NCT ID: NCT02584933 Active, not recruiting - Clinical trials for ALK Positive Malignancies

Roll-over Study to Allow Access to Certinib (LDK378) for Patients Who Are on Ceritinib Treatment in a Novartis-sponsored Study

Start date: December 11, 2015
Phase: Phase 4
Study type: Interventional

The rollover study will provide ceritinib to patients who are currently receiving treatment with ceritinib within a Novartis-sponsored study and in the opinion of the investigator, would benefit from continued treatment with ceritinib.

NCT ID: NCT02584400 Terminated - Prostatic Neoplasms Clinical Trials

Tumor Hypoxia With HX4 PET in Several Diseases

HX4 SD
Start date: May 2016
Phase: Phase 2
Study type: Interventional

Regulation of tissue oxygen homeostasis is critical for cell function, proliferation and survival. Evidence for this continues to accumulate along with our understanding of the complex oxygen-sensing pathways present within cells.
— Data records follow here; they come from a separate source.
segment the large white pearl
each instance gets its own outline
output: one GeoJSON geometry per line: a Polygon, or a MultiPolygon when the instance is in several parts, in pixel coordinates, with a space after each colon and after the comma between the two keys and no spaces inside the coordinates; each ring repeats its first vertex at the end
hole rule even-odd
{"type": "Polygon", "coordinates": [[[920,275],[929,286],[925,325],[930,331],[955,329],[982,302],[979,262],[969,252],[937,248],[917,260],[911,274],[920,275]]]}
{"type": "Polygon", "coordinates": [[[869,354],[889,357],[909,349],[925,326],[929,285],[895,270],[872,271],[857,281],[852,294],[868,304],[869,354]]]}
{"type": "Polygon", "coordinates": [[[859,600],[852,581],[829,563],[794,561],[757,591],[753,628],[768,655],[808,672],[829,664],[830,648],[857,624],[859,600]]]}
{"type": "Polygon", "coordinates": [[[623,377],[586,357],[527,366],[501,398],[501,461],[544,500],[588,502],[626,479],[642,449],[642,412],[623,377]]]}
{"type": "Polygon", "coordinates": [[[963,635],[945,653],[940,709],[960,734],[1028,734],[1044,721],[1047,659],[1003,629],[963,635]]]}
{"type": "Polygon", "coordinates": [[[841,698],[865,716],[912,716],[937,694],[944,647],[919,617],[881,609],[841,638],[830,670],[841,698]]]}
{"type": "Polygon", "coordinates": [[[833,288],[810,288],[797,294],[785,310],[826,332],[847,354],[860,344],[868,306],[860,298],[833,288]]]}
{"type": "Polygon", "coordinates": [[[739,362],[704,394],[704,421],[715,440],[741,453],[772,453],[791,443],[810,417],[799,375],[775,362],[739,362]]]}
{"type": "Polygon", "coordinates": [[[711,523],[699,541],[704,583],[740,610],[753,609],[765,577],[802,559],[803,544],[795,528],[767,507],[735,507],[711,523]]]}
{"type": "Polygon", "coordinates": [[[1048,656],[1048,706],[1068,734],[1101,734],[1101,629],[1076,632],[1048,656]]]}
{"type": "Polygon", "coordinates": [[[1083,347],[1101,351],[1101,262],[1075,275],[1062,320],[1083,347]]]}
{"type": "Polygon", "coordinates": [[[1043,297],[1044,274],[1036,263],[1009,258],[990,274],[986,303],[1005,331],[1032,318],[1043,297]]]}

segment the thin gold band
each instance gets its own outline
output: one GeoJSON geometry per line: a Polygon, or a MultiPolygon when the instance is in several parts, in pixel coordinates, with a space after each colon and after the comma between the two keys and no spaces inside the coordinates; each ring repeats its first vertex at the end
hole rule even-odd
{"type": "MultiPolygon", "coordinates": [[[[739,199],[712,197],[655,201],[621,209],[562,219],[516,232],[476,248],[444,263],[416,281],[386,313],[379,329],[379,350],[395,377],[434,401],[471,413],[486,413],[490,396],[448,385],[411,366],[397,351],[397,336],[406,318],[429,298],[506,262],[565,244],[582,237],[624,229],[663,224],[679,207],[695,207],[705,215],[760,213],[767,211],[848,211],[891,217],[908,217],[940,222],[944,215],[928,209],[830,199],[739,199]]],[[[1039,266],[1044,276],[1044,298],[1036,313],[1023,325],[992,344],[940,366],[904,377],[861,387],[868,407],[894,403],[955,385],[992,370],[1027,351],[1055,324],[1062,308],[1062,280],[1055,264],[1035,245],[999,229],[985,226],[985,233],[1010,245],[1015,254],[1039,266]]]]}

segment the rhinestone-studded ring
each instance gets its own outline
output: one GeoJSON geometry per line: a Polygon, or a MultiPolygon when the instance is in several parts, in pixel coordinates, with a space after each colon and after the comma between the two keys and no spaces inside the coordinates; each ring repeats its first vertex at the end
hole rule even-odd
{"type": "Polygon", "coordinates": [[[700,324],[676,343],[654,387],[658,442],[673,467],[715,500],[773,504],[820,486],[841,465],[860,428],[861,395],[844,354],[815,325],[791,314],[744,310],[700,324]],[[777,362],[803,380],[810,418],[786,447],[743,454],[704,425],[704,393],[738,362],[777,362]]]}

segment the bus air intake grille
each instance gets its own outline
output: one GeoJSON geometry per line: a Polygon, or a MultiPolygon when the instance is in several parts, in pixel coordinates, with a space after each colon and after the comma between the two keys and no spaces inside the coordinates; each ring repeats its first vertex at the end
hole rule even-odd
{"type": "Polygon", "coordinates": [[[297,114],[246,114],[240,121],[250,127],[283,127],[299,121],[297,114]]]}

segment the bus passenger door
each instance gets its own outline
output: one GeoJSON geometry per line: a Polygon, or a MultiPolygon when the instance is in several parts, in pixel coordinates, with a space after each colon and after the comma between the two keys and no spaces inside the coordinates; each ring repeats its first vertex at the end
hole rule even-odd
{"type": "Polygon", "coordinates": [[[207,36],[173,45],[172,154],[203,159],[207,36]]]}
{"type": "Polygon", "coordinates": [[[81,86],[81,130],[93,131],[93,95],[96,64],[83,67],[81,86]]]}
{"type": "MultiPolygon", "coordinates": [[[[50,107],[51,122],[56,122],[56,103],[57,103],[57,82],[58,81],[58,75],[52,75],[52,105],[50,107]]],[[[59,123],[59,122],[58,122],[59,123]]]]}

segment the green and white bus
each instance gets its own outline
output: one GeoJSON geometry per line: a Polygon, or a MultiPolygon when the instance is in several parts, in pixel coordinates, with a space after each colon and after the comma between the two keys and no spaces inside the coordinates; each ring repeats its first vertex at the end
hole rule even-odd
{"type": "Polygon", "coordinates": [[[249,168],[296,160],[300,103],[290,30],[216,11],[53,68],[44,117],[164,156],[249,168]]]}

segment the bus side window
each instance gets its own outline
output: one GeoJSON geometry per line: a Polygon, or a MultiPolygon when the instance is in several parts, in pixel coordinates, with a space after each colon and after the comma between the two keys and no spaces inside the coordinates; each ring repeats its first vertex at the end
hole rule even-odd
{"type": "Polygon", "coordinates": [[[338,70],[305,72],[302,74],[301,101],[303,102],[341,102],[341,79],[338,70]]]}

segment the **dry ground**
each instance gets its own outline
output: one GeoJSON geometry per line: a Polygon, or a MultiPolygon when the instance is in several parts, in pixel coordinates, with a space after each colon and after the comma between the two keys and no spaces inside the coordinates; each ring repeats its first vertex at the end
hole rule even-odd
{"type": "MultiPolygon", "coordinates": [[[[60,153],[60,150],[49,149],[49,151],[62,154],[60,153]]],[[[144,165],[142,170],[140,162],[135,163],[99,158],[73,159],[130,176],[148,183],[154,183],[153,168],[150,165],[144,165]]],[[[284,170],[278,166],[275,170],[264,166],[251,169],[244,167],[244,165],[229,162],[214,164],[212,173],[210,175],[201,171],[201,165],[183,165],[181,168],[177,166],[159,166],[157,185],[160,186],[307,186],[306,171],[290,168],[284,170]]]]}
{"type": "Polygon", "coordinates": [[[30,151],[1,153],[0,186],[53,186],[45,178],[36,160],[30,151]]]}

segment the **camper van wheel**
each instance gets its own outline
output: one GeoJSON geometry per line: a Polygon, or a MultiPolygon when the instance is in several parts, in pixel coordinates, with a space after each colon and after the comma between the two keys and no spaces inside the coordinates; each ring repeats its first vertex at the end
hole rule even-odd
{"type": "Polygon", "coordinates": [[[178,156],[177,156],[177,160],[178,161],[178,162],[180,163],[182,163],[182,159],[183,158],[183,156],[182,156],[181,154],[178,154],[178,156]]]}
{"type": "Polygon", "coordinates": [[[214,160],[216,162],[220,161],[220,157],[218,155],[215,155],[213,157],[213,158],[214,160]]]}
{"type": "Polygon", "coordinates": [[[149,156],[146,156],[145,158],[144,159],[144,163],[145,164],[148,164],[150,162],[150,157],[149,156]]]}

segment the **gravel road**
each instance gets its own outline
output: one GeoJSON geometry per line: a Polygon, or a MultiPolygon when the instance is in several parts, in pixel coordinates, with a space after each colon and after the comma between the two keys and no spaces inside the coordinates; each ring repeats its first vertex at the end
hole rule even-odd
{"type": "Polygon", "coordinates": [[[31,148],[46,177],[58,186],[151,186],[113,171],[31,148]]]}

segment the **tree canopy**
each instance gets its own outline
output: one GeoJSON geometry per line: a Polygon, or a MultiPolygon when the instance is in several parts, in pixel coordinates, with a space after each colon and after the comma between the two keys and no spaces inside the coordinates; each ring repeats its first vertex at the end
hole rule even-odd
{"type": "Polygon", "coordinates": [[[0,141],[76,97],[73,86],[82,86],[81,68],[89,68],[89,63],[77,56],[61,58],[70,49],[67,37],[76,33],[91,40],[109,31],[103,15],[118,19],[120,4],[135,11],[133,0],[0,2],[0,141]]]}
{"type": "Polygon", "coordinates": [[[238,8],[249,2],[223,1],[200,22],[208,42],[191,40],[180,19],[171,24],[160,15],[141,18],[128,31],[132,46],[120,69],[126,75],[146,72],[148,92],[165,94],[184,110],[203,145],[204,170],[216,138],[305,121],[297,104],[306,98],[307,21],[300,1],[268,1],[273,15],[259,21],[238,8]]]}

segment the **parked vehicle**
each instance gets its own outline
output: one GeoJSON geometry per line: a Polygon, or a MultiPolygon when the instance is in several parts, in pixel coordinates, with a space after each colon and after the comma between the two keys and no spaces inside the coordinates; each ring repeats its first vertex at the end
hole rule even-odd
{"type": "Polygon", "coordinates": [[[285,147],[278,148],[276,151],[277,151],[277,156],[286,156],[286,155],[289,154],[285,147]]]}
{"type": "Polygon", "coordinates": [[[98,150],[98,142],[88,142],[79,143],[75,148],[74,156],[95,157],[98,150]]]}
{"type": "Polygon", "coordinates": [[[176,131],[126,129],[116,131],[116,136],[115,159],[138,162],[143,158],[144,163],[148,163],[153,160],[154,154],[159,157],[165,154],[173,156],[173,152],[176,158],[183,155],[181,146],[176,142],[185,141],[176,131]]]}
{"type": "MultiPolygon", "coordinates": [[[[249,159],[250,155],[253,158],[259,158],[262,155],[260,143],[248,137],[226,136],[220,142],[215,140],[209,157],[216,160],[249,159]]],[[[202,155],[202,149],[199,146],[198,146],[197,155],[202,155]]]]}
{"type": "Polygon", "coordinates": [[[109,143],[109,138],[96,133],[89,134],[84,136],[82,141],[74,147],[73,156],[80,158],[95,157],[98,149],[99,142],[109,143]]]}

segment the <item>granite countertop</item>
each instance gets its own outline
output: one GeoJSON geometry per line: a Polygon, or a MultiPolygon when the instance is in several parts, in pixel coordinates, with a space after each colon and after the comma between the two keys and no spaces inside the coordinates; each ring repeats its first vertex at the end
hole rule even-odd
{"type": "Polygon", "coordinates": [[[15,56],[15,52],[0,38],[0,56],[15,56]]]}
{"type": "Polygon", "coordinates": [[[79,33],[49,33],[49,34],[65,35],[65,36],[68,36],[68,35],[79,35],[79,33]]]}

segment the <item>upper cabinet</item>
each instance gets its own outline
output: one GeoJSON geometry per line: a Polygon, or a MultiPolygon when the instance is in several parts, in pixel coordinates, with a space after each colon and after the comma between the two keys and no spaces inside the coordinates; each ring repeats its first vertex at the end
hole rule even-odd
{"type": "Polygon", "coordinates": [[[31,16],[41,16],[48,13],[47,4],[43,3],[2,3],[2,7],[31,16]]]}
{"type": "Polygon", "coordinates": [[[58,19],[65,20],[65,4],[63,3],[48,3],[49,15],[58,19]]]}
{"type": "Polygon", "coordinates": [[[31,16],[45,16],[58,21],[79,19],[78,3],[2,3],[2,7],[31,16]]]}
Several pathophysiological disorders are associated with a loss in oxygen homeostasis, including heart disease, stroke, and cancer. The microenvironment of tumors in particular is very oxygen heterogeneous, with hypoxic areas which may explain our difficulty treating cancer effectively. Prostate carcinomas are known to be hypoxic. Increasing levels of hypoxia within prostatic tissue is related to increasing clinical stage, patient age and a more aggressive prostate cancer. Several researches indicated that hypoxia might also play a role in esophageal cancer. In glial brain tumors, hypoxia is correlated with more rapid tumor recurrence and the hypoxic burden in newly diagnosed glioblastomas is linked to the biological aggressiveness. In brain metastases CA-IX expression (a marker for hypoxia) is correlated to the primary non-small cell lung carcinomas. Hypoxia enhances proliferation, angiogenesis, metastasis, chemoresistance and radioresistance of hepatocellular carcinoma. The hypoxic markers HIF-1α, VEGF, CA-IX and GLUT-1 were all over expressed in colorectal cancer and its liver metastases. Based on literature, hypoxia in tumors originating or disseminated to prostate, esophagus, brain and rectum cancer will be studied in this trial.

NCT ID: NCT02583932 Completed - Advanced Cancer Clinical Trials

Randomized Controlled Trial of the Meaning-Making Intervention (MMi) In Newly Diagnosed Advanced Cancer

Start date: October 2015
Phase: Phase 3
Study type: Interventional

To test whether the Meaning-Making intervention (MMi)(Lee, 2004) plus usual care increases the sense of meaning in life in people newly diagnosed with any type of advanced cancer, compared to similar people who receive 1) usual care alone or 2) usual care plus visits from an empathic visitor, at 2 months after randomization to one of these treatments. The investigators will also evaluate whether any effect is present at 4 and 6 months post-randomization, and the MMi's impact on anxiety/depression, quality of life, existential wellbeing, and posttraumatic growth. To answer our research questions 471 newly diagnosed (<6 months) advanced cancer patients (stages III or IV) will be studied.